Carpal Tunnel Syndrome

Carpal tunnel syndrome is relatively frequent unpleasant situation, which is closely related to the function of wrist. Therefore, to understand this syndrome, it is necessary to know some basic information about the anatomy of the wrist.


The wrist in a cross section has shape of a channel that contains tendons, blood vessels and the median nerve. The median nerve significantly participates in locomotion and sensitivity of the fingers and palm of the hand. It has a great importance in locomotion of the thumb, index finger and middle finger. The nerve is located relatively shallow beneath the skin.


The base and sides of the carpal tunnel are made of local bones; the upper part is open and covered by a fibrous band known as transverse carpal ligament. The carpal ligament is covered only by skin and thin layer of subcutaneous tissue.

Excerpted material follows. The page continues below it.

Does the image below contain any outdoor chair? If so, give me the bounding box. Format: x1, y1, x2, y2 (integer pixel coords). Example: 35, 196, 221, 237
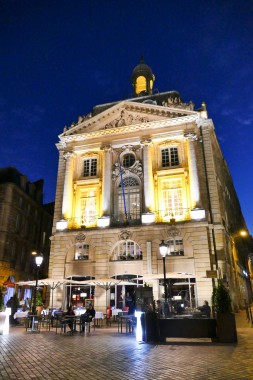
41, 313, 52, 331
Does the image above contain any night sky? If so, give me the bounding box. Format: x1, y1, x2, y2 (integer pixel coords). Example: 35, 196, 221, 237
0, 0, 253, 234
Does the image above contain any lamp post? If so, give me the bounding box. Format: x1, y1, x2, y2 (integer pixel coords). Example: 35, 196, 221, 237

The syndrome is caused by narrowing of the carpal tunnel that is associated with local compression of the median nerve. There are many possible causes of the narrowing. Most typically, it is a consequence of long-term overload of the wrist, which is typical for heavy manual work (workers with pneumatic drill) and for long-term work with a computer (especially the hand controlling the mouse). In addition, the narrowing occurs in certain autoimmune diseases (e.g. in rheumatoid arthritis) and hormonal changes in the body (pregnancy, menopause, underactive thyroid, acromegaly).


The syndrome manifests with gradually increasing problems. The patient suffers from tingling sensation in the affected hand, numbness, local pain and reduced muscle strength. The pain initially occurs at night at it may wake the affected person from sleep. The sick hand becomes less handy in manipulation with objects.


The diagnosis should be considered in patients suffering from the above symptoms. A simple compression test may help – we press the examined wrist from above for a short while and the test is positive when this leads to occurrence of symptoms. When there is a suspicion, the physician may indicate other tests. Perhaps the most valuable of these is the electromyography (EMG), which evaluates the conduction of neuroelectric signals through nerve fibers towards the muscles.


The syndrome can be prevented by avoiding the overload of wrists at work, especially when working with a computer; it is advisable to use a soft pad under the wrist and to do regular breaks.


In early stages, it is possible to locally inject corticosteroids to relieve the pain and other symptoms. The best solution, however, is a surgical procedure. It is a small surgical intervention, which may be performed with only local anesthesia. During surgery, the skin, subcutaneous tissue and transverse carpal ligament are carefully cut, which removes the compression of the median nerve and solves the situation.